Senior Business Writer
ZIMBABWE’S ongoing international re-engagement drive remains critical for debt resolution and access to financial support, the International Monetary Fund (IMF) has noted.
It urged authorities to accelerate foreign exchange market reforms by allowing more flexibility in the official exchange rate through market-driven price discovery.
In December 2022, the Government established a structured dialogue platform with all creditors and development partners to institutionalise structured dialogue on economic and governance reforms to underpin the arrears clearance and debt resolution process.
Zimbabwe’s debt clearance process is being championed by African Development Bank president Dr Akinumwi Adesina and former Mozambican President Joaquim Chissano, who has been designated as High-Level Facilitator.
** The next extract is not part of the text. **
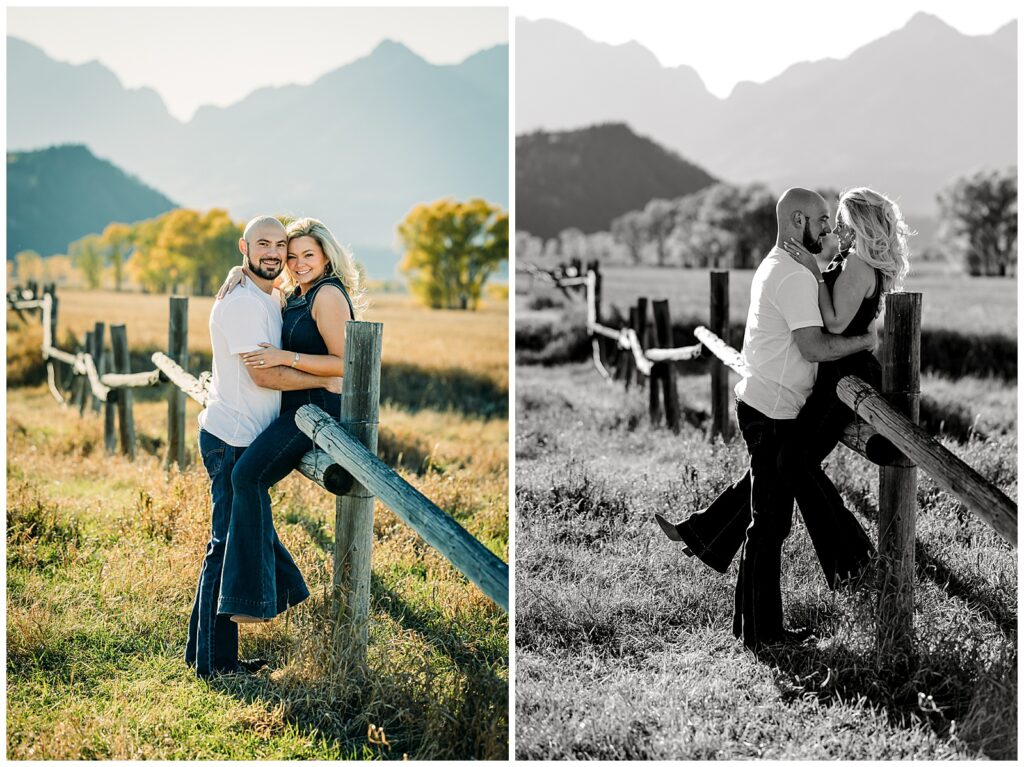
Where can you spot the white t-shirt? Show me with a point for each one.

President Mnangagwa appointed Dr Adesina as a champion in July 2022.

Zimbabwe is in arrears for servicing its debt, with arrears to multilateral development banks, including the African Development Bank, the World Bank and the European Investment Bank.
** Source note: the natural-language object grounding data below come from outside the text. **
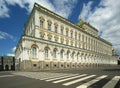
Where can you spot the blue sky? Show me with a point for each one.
(102, 14)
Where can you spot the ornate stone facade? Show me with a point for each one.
(52, 42)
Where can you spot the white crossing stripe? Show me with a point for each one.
(7, 76)
(69, 78)
(62, 77)
(51, 77)
(112, 82)
(78, 80)
(85, 85)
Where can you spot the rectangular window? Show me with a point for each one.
(71, 34)
(62, 30)
(76, 35)
(56, 29)
(41, 23)
(67, 32)
(49, 26)
(79, 36)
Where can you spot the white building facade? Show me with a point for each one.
(52, 42)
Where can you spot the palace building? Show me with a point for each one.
(53, 42)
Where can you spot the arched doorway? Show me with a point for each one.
(6, 67)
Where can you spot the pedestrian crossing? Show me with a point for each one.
(70, 79)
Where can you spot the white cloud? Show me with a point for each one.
(3, 9)
(61, 7)
(4, 35)
(105, 17)
(13, 49)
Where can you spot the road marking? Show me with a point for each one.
(61, 77)
(112, 82)
(69, 78)
(78, 80)
(7, 76)
(85, 85)
(47, 78)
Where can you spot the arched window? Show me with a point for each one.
(61, 54)
(46, 53)
(54, 53)
(34, 52)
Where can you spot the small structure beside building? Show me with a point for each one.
(7, 63)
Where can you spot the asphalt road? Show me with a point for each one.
(70, 78)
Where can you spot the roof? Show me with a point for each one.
(81, 22)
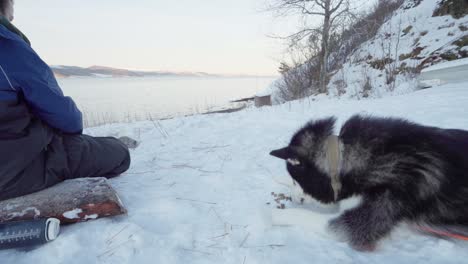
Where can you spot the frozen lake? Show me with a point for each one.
(106, 100)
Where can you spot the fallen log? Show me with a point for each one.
(71, 201)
In a statement at the end of its two-week Article IV Mission to Zimbabwe, IMF noted that sustainable development will require the resolution of the debt overhang. International re-engagement remains critical for debt resolution and access to financial support.
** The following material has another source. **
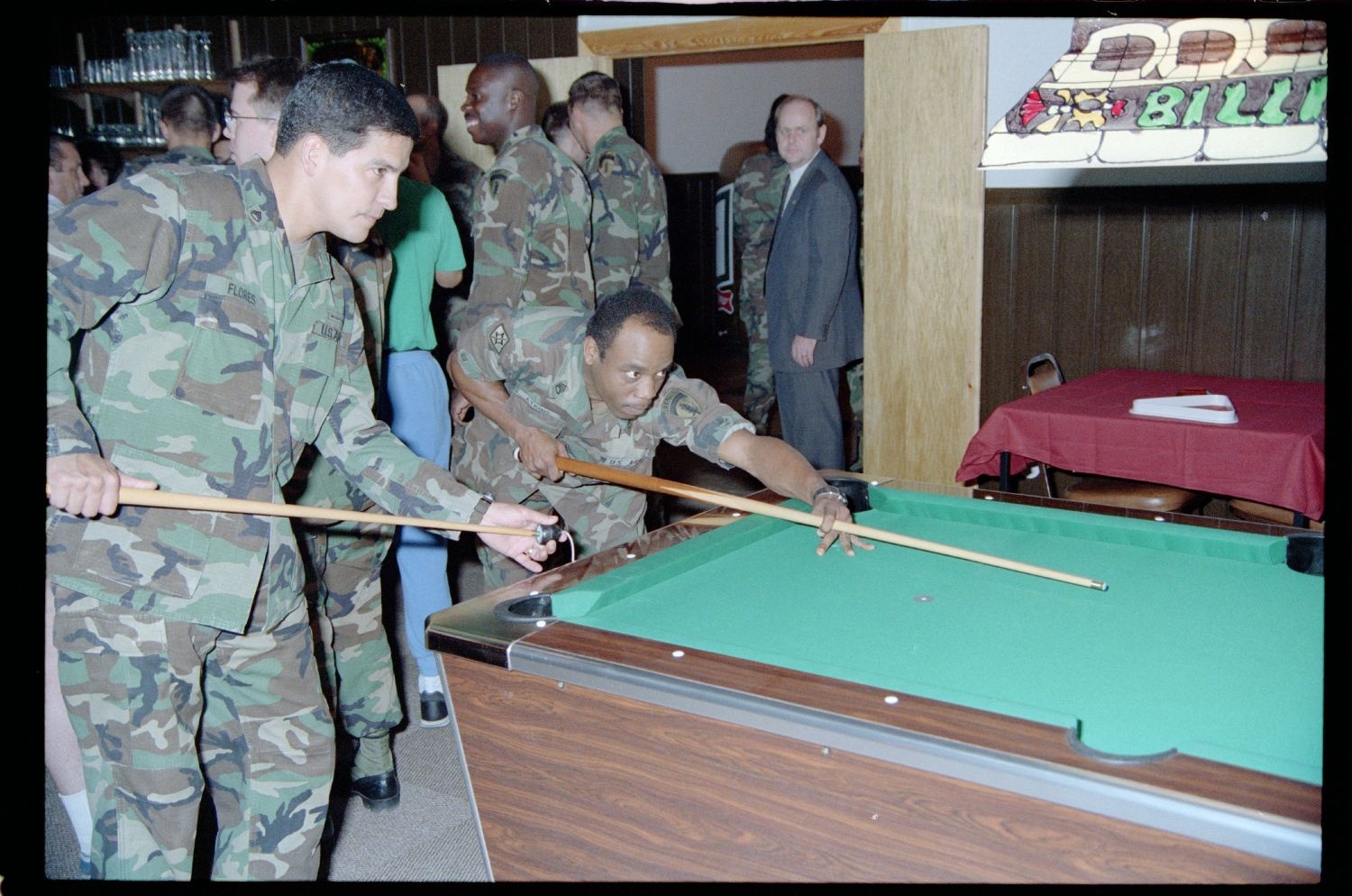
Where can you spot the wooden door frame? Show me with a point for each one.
(903, 437)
“In this context, the authorities’ re-engagement efforts, through the Structured Dialogue Platform, are key for attaining debt sustainability and gaining access to concessional external financing.
“The IMF maintains active engagement with Zimbabwe and continues to provide policy advice and extensive technical assistance in the areas of revenue mobilisation, expenditure control, financial supervision, debt management, economic governance and anti-corruption, and macro-economic statistics,” it said.
However, IMF said it is precluded from providing financial support to Zimbabwe due to unsustainable debt based on the IMF’s Debt Sustainability Analysis and external arrears.
It noted that an IMF financial arrangement would require a clear path to comprehensive restructuring of Zimbabwe’s external debt, including the clearance of arrears and a reform plan that is consistent with durably restoring macro-economic stability; enhancing inclusive growth; lowering poverty; and strengthening economic governance.
The IMF Mission added that it welcomes the authorities’ strong resolve to address the sources of fiscal pressures.
“The transfer of RBZ’s external liabilities related to the quasi-fiscal operations (QFOs) to the Treasury — which include long-term loans, short-term liabilities, and the ‘blocked funds’ — represents an important step in this regard.
“The authorities have requested a new Staff Monitored Program (SMP) to support their stabilisation efforts and re-engagement with the international community through building a track record of sound economic policies.
“The mission was a step in the preparations for an SMP and initiated Article IV consultations.”
Discussions covered policies to restore macro-economic stability and improve growth prospects, focusing on addressing the sources of fiscal pressures, including QFOs of the Reserve Bank of Zimbabwe (RBZ), liberalising the foreign exchange market and establishing an effective framework for exchange rate and monetary policies; and progressing on reforms to improve economic governance and reduce corruption vulnerabilities.
The IMF further encouraged authorities to accelerate foreign exchange (FX) market reforms by allowing more flexibility in the official exchange rate through market-driven price discovery.
The FX market reform, IMF said, should be accompanied by establishing an effective framework for exchange rate and monetary policies.
“The mission encourages the authorities to accelerate the FX market reform by promoting a more transparent and market-driven price discovery in the official exchange rate and by removing existing exchange restrictions and distortions,” it said.